Step Two: Give the ball to Teondray Caldwell
It’s hard to imagine how a team that averages 1.4 yards per carry could possess a running back as explosive as Caldwell. The five-foot-8 freshman is gaining 4.9 yards every time he touches the ball. That’s the same average as UW’s Bishop Sankey.
Inexplicably, Caldwell has only received 53 carries in 2012 despite being arguably the team’s best offensive player.
Passing yards are fun, but losing the most (only) meaningful game of the season isn’t. Scrap the Air Raid for an afternoon and give the young fella 25-30 touches.
Step Three: Resurrect an Empty Corpse
WSU senior tight end Andrei Lintz is buried so deep on WSU’s depth chart it would take NCAA investigators three months to prove he still exists. The Cougars red zone offense in 2012 has been mediocre, converting a touchdown on just 18 of 34 attempts.
During spring practices, Leach labeled Lintz a potential offensive juggernaut that could compile big numbers this season. Through 11 games, the Whatcom County product has just two catches and 14 receiving yards despite possessing above-average hands and a huge frame (6-5, 250 pounds).
Rather than hand it off to their trio of undersized backs inside the 10-yard-line, why not give it to to the most under-utilized player on the roster?
Step Four: Admit Travis Long is Injured
Okay, so this doesn’t have any bearing on whether the Cougars win or lose.
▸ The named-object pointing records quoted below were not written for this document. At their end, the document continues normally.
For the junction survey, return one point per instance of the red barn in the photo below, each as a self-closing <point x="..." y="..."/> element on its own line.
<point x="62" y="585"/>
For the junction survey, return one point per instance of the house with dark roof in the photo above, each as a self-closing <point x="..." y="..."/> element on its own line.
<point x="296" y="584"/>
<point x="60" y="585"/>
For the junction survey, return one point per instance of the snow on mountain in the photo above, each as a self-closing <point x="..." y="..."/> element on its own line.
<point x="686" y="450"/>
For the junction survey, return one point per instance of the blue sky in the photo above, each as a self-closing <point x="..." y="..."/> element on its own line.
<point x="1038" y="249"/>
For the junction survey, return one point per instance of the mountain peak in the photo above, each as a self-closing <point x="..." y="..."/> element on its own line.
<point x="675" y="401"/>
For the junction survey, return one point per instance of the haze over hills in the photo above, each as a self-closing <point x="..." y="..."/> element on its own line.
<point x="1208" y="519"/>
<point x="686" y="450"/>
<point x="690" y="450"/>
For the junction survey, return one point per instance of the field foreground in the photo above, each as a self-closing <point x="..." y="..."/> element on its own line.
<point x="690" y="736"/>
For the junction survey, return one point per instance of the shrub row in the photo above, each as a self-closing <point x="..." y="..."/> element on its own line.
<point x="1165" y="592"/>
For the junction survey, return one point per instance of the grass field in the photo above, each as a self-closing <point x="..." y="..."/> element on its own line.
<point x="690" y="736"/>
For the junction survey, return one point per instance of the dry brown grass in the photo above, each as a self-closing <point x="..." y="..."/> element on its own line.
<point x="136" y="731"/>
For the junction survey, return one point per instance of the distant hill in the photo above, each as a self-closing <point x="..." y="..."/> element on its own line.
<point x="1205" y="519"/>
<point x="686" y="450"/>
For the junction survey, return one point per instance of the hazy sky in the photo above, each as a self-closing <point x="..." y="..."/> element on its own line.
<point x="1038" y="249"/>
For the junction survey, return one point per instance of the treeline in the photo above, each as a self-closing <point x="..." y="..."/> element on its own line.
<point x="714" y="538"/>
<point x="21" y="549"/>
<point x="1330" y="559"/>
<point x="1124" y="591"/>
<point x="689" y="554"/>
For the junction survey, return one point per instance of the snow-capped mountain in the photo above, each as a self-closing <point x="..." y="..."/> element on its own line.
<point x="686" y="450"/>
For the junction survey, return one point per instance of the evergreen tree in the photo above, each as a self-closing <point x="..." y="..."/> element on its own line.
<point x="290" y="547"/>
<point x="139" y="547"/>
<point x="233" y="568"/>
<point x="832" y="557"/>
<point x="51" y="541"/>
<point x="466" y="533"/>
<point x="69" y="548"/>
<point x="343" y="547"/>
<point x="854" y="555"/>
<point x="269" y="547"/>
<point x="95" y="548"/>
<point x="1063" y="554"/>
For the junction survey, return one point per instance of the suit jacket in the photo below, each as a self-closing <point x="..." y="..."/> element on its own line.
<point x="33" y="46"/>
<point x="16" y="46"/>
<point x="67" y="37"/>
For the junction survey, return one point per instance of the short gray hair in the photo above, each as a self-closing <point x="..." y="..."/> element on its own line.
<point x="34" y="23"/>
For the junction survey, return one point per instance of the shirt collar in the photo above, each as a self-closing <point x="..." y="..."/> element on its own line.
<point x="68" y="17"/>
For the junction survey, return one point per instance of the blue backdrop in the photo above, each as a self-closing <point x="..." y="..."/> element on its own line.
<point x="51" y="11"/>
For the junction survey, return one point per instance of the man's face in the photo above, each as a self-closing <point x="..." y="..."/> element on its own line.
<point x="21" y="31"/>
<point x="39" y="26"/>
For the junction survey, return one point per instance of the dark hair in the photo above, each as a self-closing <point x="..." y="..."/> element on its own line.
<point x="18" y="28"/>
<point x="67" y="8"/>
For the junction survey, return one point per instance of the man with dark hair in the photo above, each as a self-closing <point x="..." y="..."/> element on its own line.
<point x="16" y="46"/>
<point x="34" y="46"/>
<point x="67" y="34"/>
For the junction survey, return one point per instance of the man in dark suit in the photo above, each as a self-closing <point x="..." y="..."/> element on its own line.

Long obviously hurt his knee in the late stages of WSU’s 46-7 loss to Arizona State on Saturday. He might have torn his ACL (Leach doesn’t discuss injuries). He hasn’t practiced all week and will likely miss his first game after 47 consecutive starts at defensive end and linebacker dating back to his freshman season.
The Gonzaga Prep graduate has been the one constant, positive presence during a season that’s devolved into what outside receivers coach Dennis Simmons called a “bad reality television show.”
Long could have taken an easier route coming out of high school, passing on WSU’s offer to win five times as many games at Arizona State or Boise State.
His subsequent adversity-ridden college career deserves the respect of every WSU alum as well as the rest of the conference. The least his head coach could do is explain publicly why he won’t be able to play the most important game of his college career.
Final Step: Embrace the Rivalry
For all his brash commentary, Leach has oddly chosen to defy WSU tradition by not taking any verbal jabs at his cross-state rival in the week leading up to the Apple Cup.
Somewhere, former WSU offensive linemen Dan Lynch is irate.
“There are four important stages in your life,” Lynch said before playing the Huskies in 1984. “You’re born, you play the Huskies, you get married and you die.”
The Cougars have two wins this season, neither in conference play. Assuming Leach survives Marquess Wilson’s abuse allegations, the program rebuild seems a little longer. Time to appreciate the small victories when they find them.
Fire up, coach. A triumph Friday, and you are captain of the first pirate ship in the Inland Empire.